Let's load up our data and do a little cleanup; we have some odd usage of whitespace in our column names.

In [1]:
import pandas as pd

LIFE = '/kaggle/input/life-expectancy/life_expectancy.csv'
df = pd.read_csv(filepath_or_buffer=LIFE)
df.columns = [item.strip().replace('  ', ' ') for item in df.columns]
df.head()

Unnamed: 0,Country,Sum of Females Life Expectancy,Sum of Life Expectancy (both sexes),Sum of Males Life Expectancy
0,Chad,57.19,55.24,53.36
1,Nigeria,54.94,54.64,54.33
2,South Sudan,60.75,57.74,54.76
3,Lesotho,60.44,57.8,55.03
4,Central African Republic,59.56,57.67,55.51


The obvious thing to do here is to make a scatter plot, so let's do that.
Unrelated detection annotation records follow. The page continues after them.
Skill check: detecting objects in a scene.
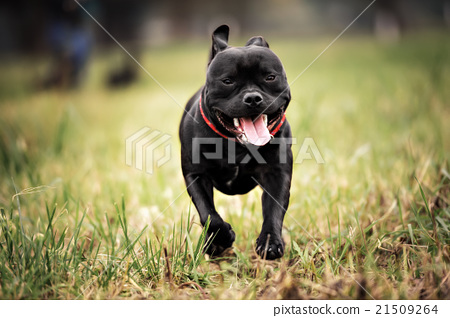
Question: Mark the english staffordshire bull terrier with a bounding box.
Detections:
[179,25,292,259]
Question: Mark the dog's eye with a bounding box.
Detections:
[222,78,233,85]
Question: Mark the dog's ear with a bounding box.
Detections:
[245,36,269,48]
[209,24,230,63]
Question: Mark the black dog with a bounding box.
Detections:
[180,25,292,259]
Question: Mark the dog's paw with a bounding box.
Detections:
[204,222,236,256]
[256,233,284,260]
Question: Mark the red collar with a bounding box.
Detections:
[198,96,286,141]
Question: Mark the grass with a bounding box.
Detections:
[0,33,450,299]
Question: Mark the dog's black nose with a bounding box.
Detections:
[244,92,263,107]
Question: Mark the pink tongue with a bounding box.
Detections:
[239,116,271,146]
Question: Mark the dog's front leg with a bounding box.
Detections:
[256,171,291,259]
[185,174,235,255]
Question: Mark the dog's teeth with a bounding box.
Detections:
[261,114,267,126]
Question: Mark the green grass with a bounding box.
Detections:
[0,33,450,299]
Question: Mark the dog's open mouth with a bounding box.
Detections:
[216,108,284,146]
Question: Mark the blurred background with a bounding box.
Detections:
[0,0,450,88]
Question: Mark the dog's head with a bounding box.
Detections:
[203,25,291,146]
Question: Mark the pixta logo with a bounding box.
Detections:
[125,127,172,174]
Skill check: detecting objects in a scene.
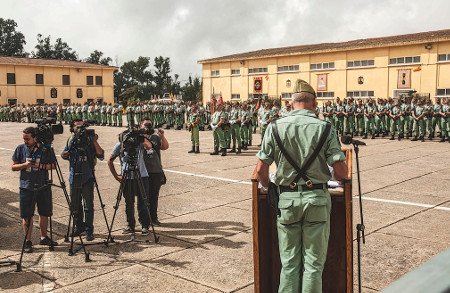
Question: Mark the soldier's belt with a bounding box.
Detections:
[278,183,327,193]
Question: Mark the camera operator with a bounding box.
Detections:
[108,126,152,235]
[11,127,58,253]
[141,117,169,226]
[61,119,105,241]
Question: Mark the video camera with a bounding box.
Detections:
[36,117,64,146]
[119,122,155,156]
[70,120,95,150]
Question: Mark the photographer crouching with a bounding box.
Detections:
[108,124,152,235]
[61,119,105,241]
[141,117,169,226]
[11,127,58,253]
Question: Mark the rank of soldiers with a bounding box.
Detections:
[0,97,450,151]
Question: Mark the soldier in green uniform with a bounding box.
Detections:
[334,100,344,134]
[241,103,253,150]
[256,81,347,293]
[411,100,426,142]
[188,104,200,154]
[210,104,227,156]
[344,98,355,137]
[388,101,403,140]
[375,99,386,137]
[230,102,242,154]
[258,101,272,147]
[117,104,123,127]
[363,98,376,139]
[430,97,443,139]
[423,98,434,140]
[440,98,450,142]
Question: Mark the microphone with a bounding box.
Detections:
[341,135,366,145]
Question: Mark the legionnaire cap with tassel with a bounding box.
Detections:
[294,79,316,96]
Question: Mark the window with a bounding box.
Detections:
[63,75,70,85]
[309,62,334,70]
[278,65,300,72]
[6,73,16,84]
[436,89,450,97]
[36,73,44,84]
[316,92,334,98]
[86,75,94,85]
[231,94,241,100]
[281,93,292,100]
[389,56,420,65]
[347,91,375,98]
[347,60,375,68]
[438,54,450,62]
[248,67,268,74]
[95,76,103,85]
[231,69,241,75]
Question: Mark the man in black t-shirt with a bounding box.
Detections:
[141,118,169,226]
[11,127,57,253]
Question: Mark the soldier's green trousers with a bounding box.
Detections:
[389,118,403,135]
[241,124,251,145]
[230,123,242,148]
[277,190,331,293]
[355,116,364,135]
[213,127,226,149]
[412,119,425,137]
[191,125,199,146]
[344,116,355,133]
[364,117,375,135]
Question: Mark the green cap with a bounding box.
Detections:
[294,79,316,96]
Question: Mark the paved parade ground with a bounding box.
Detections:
[0,123,450,292]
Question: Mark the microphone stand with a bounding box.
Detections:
[353,143,366,293]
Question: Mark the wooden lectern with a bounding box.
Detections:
[252,149,353,293]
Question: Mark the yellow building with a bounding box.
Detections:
[0,57,117,105]
[198,29,450,102]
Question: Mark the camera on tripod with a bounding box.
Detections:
[119,123,155,156]
[36,117,64,146]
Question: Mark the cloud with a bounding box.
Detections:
[0,0,450,79]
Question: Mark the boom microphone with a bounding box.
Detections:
[341,135,366,145]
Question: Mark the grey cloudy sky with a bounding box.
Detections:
[0,0,450,79]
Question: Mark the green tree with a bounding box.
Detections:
[84,50,112,65]
[114,56,154,101]
[32,34,78,61]
[0,18,28,57]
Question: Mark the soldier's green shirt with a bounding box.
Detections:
[256,110,345,186]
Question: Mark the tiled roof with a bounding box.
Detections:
[198,29,450,64]
[0,56,117,70]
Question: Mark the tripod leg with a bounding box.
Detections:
[92,176,110,240]
[135,171,159,243]
[16,216,33,272]
[48,217,55,251]
[105,176,126,246]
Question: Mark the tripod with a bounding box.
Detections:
[353,143,366,293]
[15,182,55,272]
[65,137,109,249]
[106,150,159,245]
[42,145,91,262]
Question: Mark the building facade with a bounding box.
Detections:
[198,30,450,102]
[0,57,117,105]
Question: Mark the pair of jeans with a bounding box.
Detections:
[70,178,94,234]
[123,177,150,229]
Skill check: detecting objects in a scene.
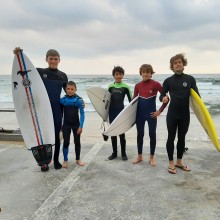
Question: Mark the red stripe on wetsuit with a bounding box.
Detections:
[134,79,167,112]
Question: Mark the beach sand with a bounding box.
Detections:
[0,112,220,220]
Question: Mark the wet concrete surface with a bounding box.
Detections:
[0,140,220,220]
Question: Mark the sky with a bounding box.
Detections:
[0,0,220,75]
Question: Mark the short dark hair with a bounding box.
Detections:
[46,49,60,59]
[139,64,155,75]
[112,66,125,76]
[66,81,76,88]
[170,53,187,70]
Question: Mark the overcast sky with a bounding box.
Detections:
[0,0,220,74]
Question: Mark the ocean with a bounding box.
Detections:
[0,74,220,116]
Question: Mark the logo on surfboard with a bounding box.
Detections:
[13,82,18,89]
[183,82,187,87]
[21,78,31,88]
[17,70,31,76]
We have some data quality issues with Micronesia, so we're going to omit Micronesia.

In [2]:
from plotly import express
from plotly import io

io.renderers.default = 'iframe'
express.scatter(data_frame=df[df['Country'] != 'Micronesia'], x='Sum of Females Life Expectancy', y='Sum of Males Life Expectancy',
                hover_name='Country', color='Sum of Life Expectancy (both sexes)', trendline='ols')
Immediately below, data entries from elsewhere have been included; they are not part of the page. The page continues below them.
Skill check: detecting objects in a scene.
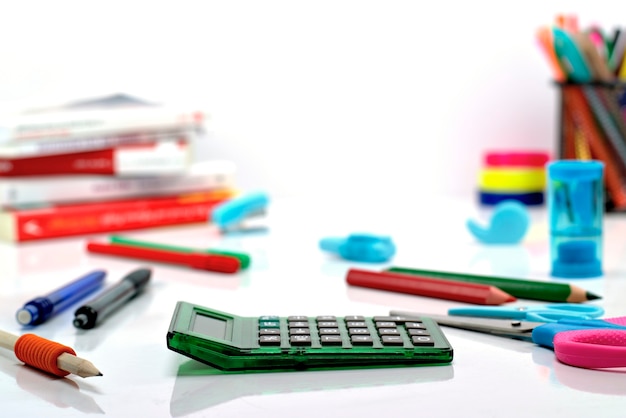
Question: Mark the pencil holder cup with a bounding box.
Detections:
[547,160,604,278]
[557,81,626,211]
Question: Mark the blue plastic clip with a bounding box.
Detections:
[467,200,530,244]
[209,192,270,230]
[319,233,396,263]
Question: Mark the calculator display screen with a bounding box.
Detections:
[192,314,226,340]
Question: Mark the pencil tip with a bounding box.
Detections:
[586,292,602,300]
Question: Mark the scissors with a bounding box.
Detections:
[389,311,626,369]
[448,303,604,322]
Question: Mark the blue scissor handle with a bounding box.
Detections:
[448,303,604,322]
[526,303,604,322]
[532,318,626,348]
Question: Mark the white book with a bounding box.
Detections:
[0,160,236,207]
[0,95,207,145]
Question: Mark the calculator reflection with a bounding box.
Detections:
[170,360,454,417]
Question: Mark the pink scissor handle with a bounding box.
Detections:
[554,330,626,369]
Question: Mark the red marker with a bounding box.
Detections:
[87,242,241,273]
[346,269,516,305]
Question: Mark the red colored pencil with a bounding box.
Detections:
[87,242,241,273]
[346,269,517,305]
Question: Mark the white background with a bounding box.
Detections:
[0,0,626,196]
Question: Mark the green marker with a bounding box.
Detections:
[387,267,600,303]
[110,235,250,269]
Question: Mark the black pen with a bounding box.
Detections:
[73,268,152,329]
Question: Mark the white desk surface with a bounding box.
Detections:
[0,195,626,418]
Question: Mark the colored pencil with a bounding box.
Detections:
[87,242,241,273]
[109,235,250,269]
[346,269,516,305]
[387,267,600,303]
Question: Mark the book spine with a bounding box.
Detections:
[0,106,205,144]
[0,140,191,177]
[0,130,196,159]
[0,190,232,242]
[0,161,236,207]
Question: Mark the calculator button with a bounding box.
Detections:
[411,335,435,347]
[259,328,280,335]
[381,335,404,345]
[259,335,280,345]
[350,335,374,345]
[320,335,343,345]
[407,328,430,336]
[259,321,280,328]
[289,335,311,345]
[372,316,405,323]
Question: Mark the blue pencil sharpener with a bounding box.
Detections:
[547,160,604,278]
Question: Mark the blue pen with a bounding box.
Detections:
[15,270,106,325]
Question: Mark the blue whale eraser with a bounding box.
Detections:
[209,192,270,229]
[319,233,396,263]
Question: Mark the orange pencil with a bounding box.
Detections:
[346,269,517,305]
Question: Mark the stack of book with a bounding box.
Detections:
[0,94,235,242]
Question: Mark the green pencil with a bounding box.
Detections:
[110,235,250,269]
[387,267,600,303]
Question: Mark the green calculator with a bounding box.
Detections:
[167,301,453,371]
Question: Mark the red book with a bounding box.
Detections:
[0,140,191,177]
[0,190,234,242]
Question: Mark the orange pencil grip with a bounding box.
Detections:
[13,334,76,377]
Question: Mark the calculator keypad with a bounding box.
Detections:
[258,315,435,348]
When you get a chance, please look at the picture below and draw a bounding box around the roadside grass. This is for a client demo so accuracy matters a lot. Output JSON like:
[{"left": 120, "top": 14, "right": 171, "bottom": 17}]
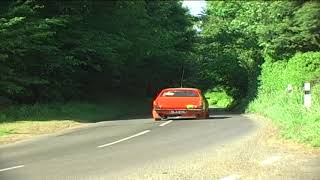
[
  {"left": 0, "top": 97, "right": 150, "bottom": 144},
  {"left": 205, "top": 90, "right": 233, "bottom": 108}
]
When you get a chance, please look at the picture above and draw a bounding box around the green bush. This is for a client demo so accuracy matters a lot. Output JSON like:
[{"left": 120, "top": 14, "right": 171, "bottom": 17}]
[
  {"left": 205, "top": 90, "right": 233, "bottom": 108},
  {"left": 247, "top": 52, "right": 320, "bottom": 146}
]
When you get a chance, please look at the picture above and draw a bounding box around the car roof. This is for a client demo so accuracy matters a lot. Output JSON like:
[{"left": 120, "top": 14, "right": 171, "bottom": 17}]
[{"left": 163, "top": 88, "right": 200, "bottom": 91}]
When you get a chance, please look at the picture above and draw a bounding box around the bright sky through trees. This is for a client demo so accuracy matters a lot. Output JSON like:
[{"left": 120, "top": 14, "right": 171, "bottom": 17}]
[{"left": 183, "top": 0, "right": 206, "bottom": 16}]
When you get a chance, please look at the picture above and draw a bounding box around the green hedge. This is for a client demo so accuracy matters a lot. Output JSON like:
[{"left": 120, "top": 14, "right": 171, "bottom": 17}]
[{"left": 247, "top": 52, "right": 320, "bottom": 146}]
The slope of this linear trendline shows that women tend to live longer than men. Are there any countries where men live longer than women?

In [3]:
df['sex difference'] = df['Sum of Males Life Expectancy'] - df['Sum of Females Life Expectancy']
express.histogram(data_frame=df, x='sex difference')
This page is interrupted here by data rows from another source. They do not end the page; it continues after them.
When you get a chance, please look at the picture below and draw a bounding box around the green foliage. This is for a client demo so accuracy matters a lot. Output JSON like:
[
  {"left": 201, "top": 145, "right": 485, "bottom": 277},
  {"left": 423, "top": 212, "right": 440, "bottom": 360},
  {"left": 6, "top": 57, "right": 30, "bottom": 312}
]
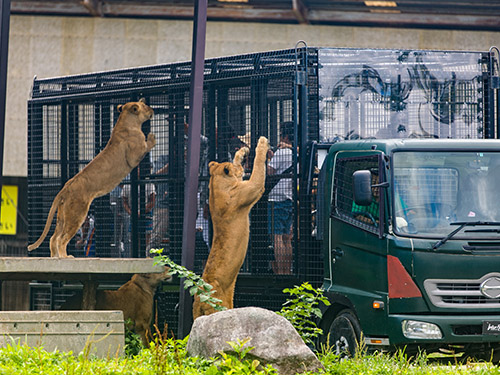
[
  {"left": 278, "top": 282, "right": 330, "bottom": 345},
  {"left": 0, "top": 336, "right": 500, "bottom": 375},
  {"left": 150, "top": 249, "right": 226, "bottom": 311},
  {"left": 211, "top": 338, "right": 278, "bottom": 375}
]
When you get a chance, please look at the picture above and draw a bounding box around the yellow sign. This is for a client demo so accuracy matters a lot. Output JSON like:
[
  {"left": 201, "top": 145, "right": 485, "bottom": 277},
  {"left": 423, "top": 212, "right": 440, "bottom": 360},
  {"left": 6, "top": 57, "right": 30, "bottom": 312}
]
[{"left": 0, "top": 185, "right": 18, "bottom": 235}]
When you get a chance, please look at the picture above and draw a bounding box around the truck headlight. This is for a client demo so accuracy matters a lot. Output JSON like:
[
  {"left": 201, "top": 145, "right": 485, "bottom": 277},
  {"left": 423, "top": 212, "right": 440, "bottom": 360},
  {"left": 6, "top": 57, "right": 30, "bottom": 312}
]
[{"left": 401, "top": 320, "right": 443, "bottom": 339}]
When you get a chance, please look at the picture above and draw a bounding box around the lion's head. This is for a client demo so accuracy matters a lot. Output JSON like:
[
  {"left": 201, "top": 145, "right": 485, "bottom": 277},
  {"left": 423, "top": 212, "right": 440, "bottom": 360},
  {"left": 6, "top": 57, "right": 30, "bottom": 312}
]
[{"left": 117, "top": 98, "right": 154, "bottom": 124}]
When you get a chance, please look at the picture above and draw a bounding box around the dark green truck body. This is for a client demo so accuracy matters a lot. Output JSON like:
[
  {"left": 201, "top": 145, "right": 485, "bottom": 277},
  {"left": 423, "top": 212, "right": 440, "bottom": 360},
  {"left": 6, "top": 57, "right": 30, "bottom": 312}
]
[{"left": 321, "top": 139, "right": 500, "bottom": 354}]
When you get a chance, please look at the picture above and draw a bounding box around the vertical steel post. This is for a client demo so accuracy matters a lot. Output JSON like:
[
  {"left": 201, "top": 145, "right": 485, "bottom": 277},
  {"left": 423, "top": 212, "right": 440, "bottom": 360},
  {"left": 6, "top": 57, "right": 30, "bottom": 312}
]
[
  {"left": 178, "top": 0, "right": 207, "bottom": 338},
  {"left": 0, "top": 0, "right": 10, "bottom": 217}
]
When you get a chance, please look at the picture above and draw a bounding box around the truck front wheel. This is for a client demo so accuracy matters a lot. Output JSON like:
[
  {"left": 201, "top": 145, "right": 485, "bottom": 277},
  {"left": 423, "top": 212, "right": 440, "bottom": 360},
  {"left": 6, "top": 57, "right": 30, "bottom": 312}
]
[{"left": 329, "top": 309, "right": 361, "bottom": 357}]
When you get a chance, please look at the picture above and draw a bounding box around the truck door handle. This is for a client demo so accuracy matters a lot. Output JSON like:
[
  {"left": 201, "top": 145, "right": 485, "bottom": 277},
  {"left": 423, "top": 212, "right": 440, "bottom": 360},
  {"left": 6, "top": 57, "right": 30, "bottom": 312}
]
[{"left": 332, "top": 247, "right": 344, "bottom": 258}]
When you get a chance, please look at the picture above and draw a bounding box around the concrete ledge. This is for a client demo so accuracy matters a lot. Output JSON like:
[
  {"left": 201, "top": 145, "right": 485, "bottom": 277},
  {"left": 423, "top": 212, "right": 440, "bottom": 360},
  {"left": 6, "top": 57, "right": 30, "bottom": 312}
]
[
  {"left": 0, "top": 311, "right": 125, "bottom": 357},
  {"left": 0, "top": 257, "right": 164, "bottom": 281}
]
The short answer appears to be no; also, it's probably not surprising that the difference is roughly normally distributed. Let's make a scatter plot and see which countries come closest.

In [4]:
express.scatter(data_frame=df[df['Country'] != 'Micronesia'],  y='sex difference', hover_name='Country', x='Sum of Life Expectancy (both sexes)', color='Sum of Females Life Expectancy')

Is it surprising that the countries with both large life expectancy and low sex differences are Bahrain, Qatar, the UAE, Norway, and Iceland?